The new interactive online project aims to create a sort of sonic landscape of the U.S. by overlaying local sound snippets on Google Maps. Clicking through the 270-plus clips uploaded as of late Wednesday afternoon offers an imaginative audio tour from East to West and in between. It's a great way to relive the drama of a tropical Florida thunderstorm, amble through San Francisco's Chinatown, or visit that Radio Shack in Danbury, Conn., you've always wanted to check out.
Some sounds are decidedly location-specific (subway performers in New City, a Las Vegas casino, a student demonstration in Berkeley), while others could be heard anywhere (phones ringing, steam heaters sputtering, doors closing, zippers being zipped, plastic crinkling, computer keyboards tapping).
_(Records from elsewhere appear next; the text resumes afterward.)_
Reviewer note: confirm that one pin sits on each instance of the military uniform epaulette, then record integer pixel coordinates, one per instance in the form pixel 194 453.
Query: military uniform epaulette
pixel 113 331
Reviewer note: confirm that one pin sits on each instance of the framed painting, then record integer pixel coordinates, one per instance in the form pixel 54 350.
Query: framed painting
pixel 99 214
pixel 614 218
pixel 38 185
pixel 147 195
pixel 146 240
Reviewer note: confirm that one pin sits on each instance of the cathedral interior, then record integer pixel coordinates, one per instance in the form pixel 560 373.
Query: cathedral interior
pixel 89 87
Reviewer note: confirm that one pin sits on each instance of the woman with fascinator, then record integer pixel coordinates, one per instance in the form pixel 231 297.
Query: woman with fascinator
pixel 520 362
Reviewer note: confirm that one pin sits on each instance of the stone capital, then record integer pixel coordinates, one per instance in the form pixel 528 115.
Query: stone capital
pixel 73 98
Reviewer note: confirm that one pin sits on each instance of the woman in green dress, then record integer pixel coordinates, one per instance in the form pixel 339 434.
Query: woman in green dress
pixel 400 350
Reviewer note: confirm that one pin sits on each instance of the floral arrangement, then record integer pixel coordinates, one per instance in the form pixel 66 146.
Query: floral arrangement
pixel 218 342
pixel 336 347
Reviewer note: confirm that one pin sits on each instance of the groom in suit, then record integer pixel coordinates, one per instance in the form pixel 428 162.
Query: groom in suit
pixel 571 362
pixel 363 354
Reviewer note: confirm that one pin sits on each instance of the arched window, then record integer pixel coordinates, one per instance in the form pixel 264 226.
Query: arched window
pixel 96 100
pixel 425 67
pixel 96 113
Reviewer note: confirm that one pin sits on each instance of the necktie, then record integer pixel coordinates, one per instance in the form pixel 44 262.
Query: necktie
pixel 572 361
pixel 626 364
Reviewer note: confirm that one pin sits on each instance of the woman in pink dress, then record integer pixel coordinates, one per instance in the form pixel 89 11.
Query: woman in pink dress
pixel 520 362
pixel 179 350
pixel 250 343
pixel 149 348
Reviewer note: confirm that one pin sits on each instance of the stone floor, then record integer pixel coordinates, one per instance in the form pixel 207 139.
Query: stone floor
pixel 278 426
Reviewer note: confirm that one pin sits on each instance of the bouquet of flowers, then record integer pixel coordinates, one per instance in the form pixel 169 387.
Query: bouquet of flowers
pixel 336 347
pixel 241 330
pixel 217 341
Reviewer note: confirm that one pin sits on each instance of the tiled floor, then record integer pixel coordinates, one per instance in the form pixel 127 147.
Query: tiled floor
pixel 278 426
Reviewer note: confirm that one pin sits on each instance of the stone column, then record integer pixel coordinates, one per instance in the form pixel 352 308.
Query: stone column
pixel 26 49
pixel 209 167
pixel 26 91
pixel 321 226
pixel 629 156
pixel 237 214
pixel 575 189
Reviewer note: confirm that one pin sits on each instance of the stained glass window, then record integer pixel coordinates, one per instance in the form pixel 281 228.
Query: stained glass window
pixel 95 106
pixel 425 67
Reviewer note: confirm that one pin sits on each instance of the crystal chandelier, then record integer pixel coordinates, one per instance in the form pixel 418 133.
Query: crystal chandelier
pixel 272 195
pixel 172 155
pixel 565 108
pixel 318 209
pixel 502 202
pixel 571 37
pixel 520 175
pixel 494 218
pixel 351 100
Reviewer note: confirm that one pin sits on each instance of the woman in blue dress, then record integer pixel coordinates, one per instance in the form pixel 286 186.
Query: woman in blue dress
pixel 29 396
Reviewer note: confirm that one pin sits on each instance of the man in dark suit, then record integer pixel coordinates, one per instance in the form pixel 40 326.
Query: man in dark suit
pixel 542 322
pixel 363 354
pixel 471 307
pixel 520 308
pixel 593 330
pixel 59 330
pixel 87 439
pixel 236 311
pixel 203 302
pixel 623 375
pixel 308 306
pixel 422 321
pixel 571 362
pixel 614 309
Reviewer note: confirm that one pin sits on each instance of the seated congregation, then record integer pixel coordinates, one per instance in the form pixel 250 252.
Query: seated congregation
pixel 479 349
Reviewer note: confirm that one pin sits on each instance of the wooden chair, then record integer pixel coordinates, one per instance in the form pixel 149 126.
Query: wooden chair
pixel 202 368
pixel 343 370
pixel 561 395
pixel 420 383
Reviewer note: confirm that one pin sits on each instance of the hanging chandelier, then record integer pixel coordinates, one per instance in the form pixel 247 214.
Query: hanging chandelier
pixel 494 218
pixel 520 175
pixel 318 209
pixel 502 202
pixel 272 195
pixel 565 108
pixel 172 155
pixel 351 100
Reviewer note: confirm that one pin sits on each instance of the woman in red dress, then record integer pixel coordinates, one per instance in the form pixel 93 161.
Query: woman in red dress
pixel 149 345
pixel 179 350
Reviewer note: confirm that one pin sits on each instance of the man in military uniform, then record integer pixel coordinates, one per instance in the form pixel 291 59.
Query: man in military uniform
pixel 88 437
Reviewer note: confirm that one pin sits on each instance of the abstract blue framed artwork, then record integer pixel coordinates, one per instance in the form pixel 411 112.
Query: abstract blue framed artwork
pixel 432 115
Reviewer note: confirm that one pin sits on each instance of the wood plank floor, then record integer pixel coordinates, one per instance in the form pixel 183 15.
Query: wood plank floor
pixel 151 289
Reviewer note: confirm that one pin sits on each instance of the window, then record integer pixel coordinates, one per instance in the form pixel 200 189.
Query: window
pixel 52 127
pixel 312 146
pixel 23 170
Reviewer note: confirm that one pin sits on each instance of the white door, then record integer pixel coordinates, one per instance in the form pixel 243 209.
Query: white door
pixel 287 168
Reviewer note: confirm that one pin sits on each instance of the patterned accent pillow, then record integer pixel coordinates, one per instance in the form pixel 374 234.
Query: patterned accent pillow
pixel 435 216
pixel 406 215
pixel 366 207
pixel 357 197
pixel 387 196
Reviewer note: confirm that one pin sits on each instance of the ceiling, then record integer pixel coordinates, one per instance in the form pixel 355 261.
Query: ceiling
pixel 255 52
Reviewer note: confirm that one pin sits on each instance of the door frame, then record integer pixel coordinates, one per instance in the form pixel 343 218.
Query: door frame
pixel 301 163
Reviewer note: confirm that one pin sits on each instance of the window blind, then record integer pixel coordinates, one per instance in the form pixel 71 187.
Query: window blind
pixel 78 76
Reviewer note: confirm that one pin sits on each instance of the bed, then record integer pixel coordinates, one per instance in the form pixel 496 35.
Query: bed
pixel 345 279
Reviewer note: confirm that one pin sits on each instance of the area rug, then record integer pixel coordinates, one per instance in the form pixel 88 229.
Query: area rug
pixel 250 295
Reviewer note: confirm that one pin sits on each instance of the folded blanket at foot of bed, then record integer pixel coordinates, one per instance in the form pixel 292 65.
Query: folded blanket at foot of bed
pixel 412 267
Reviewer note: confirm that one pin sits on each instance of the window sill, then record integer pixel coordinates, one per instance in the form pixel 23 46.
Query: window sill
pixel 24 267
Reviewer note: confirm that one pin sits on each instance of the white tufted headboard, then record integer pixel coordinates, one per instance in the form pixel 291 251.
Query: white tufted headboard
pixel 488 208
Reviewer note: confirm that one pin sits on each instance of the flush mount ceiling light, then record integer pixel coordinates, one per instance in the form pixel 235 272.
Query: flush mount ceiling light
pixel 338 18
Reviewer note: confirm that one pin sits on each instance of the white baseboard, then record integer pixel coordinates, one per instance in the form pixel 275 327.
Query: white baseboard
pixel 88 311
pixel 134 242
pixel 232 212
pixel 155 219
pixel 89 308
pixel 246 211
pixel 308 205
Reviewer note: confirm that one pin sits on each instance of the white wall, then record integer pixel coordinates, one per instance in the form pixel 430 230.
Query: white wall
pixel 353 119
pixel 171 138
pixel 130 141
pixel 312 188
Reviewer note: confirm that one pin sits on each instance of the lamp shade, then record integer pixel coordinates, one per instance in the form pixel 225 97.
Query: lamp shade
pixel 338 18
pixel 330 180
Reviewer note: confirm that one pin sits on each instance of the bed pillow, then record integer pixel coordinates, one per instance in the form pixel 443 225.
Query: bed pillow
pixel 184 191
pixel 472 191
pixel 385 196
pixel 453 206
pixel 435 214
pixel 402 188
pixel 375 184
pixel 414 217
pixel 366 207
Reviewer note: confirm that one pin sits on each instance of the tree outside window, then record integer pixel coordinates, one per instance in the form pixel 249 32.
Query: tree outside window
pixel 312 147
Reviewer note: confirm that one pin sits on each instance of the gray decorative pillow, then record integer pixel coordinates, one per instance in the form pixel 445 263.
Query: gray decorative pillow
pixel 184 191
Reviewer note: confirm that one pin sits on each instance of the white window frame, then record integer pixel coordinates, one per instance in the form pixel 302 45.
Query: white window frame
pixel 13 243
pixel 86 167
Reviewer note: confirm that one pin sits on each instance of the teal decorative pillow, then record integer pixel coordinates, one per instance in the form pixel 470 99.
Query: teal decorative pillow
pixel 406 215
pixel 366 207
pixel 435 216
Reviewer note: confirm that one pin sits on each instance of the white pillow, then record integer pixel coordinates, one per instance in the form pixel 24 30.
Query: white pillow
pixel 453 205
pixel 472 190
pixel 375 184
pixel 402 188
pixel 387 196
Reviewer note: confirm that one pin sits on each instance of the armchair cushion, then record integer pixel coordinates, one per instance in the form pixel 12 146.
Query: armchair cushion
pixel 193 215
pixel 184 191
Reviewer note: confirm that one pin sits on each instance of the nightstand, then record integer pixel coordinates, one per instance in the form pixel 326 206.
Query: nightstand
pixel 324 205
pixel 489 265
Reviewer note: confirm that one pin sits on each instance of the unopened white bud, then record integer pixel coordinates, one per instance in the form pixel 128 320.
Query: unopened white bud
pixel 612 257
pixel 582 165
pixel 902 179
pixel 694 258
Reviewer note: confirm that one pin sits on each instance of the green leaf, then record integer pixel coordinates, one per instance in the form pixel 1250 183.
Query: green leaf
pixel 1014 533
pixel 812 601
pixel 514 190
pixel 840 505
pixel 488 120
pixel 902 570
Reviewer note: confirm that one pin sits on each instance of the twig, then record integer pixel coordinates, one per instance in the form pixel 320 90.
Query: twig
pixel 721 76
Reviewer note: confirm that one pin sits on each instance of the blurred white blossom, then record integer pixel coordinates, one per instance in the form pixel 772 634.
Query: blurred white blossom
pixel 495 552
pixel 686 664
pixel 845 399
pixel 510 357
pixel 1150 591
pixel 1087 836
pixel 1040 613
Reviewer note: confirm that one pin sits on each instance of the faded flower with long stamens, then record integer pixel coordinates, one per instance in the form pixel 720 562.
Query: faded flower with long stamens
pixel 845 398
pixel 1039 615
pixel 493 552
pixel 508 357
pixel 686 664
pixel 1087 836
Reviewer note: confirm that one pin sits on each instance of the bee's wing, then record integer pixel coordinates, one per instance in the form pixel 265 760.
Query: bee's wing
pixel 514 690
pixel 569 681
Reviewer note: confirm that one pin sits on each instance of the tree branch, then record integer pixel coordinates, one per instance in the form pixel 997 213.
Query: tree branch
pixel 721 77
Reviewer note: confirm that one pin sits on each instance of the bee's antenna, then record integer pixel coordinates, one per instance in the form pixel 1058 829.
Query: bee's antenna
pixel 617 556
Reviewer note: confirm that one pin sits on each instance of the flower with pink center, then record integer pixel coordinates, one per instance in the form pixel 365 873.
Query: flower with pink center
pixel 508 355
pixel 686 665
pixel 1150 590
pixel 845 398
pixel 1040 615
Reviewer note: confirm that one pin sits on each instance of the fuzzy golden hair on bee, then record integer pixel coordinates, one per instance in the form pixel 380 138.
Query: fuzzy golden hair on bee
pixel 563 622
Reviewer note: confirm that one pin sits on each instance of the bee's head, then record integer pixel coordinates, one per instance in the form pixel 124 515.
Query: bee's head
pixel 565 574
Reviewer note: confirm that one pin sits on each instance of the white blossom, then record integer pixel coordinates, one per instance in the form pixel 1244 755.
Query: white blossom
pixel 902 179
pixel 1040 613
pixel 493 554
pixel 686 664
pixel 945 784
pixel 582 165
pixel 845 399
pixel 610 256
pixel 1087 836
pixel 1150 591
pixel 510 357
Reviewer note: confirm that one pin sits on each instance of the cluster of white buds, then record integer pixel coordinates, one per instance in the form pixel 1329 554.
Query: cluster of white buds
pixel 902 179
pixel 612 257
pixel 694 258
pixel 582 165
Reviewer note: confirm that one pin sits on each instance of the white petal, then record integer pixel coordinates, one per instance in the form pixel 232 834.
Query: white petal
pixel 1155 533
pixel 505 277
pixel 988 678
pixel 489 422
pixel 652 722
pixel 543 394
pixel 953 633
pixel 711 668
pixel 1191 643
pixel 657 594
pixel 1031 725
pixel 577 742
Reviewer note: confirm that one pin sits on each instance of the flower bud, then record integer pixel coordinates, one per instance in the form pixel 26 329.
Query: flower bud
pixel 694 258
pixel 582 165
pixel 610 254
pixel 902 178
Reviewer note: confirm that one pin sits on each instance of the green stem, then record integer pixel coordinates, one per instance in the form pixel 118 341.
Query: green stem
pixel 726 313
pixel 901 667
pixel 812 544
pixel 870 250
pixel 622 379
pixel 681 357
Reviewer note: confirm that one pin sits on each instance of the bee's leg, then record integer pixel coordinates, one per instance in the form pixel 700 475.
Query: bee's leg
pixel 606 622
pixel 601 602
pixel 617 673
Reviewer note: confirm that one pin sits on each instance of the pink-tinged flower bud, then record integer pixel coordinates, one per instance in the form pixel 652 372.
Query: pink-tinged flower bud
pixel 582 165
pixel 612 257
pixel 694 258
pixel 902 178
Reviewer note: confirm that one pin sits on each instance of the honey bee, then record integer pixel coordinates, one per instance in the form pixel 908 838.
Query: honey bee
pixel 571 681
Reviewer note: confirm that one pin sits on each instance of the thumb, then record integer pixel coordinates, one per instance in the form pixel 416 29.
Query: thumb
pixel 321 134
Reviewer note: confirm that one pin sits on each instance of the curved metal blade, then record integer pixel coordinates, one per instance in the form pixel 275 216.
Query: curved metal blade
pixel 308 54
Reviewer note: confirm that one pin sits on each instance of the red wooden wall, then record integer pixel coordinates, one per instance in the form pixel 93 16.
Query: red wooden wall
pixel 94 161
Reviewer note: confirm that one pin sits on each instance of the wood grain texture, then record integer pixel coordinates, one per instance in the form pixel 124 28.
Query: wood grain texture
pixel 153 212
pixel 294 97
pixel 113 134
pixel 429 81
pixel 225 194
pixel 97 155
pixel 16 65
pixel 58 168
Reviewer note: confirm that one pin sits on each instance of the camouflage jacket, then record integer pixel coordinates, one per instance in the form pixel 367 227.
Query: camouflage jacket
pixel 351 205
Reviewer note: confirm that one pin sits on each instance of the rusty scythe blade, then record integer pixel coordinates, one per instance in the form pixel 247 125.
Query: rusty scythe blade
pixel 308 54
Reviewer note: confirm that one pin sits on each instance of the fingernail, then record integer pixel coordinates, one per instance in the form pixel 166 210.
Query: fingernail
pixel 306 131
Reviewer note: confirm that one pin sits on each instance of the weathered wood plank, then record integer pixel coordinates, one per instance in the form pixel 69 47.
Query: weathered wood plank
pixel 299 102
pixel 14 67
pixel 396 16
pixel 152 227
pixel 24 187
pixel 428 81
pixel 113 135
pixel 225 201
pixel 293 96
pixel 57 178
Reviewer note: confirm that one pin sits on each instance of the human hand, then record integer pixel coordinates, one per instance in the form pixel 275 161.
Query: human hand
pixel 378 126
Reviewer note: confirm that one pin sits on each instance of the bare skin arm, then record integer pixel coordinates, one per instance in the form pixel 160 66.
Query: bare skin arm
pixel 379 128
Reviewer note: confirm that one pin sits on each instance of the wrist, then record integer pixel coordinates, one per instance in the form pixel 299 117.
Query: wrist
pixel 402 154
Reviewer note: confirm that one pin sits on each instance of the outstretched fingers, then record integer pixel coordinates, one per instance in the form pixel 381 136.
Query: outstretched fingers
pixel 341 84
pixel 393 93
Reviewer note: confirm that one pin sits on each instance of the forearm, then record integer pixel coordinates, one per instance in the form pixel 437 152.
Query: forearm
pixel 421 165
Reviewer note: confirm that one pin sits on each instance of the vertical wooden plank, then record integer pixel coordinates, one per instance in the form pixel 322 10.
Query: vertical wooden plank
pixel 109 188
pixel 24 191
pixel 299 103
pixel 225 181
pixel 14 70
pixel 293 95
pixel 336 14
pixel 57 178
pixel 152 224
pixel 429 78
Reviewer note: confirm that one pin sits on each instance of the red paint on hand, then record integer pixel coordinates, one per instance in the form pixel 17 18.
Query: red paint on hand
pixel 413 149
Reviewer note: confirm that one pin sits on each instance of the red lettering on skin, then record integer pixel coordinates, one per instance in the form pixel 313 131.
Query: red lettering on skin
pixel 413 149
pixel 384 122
You'll hear traffic, boots on pavement, trains, buses, wind, crying children, the sounds of running in snow--all captivating in their own way.
The Sound Map is a project of The Smalls, a curator of independent short films whose mission is to "champion the use of diverse and inspiring sounds in filmmaking and support talented artists who use sounds in a creative way to tell their stories and convey their own unique vision."
Next week, in fact, the Smalls Street Sounds will launch a competition challenging filmmakers to create short films (three minutes or less) based on sounds taken from the Sound Map. The theme of the contest will be announced on February 8.
In the meantime, anyone can contribute sounds (MP3 files only for now), with no limit on clip length, only file size. I'm just hoping no one uploads the voice of a San Francisco MUNI operator announcing yet another delay. I just don't think I could take hearing that one again.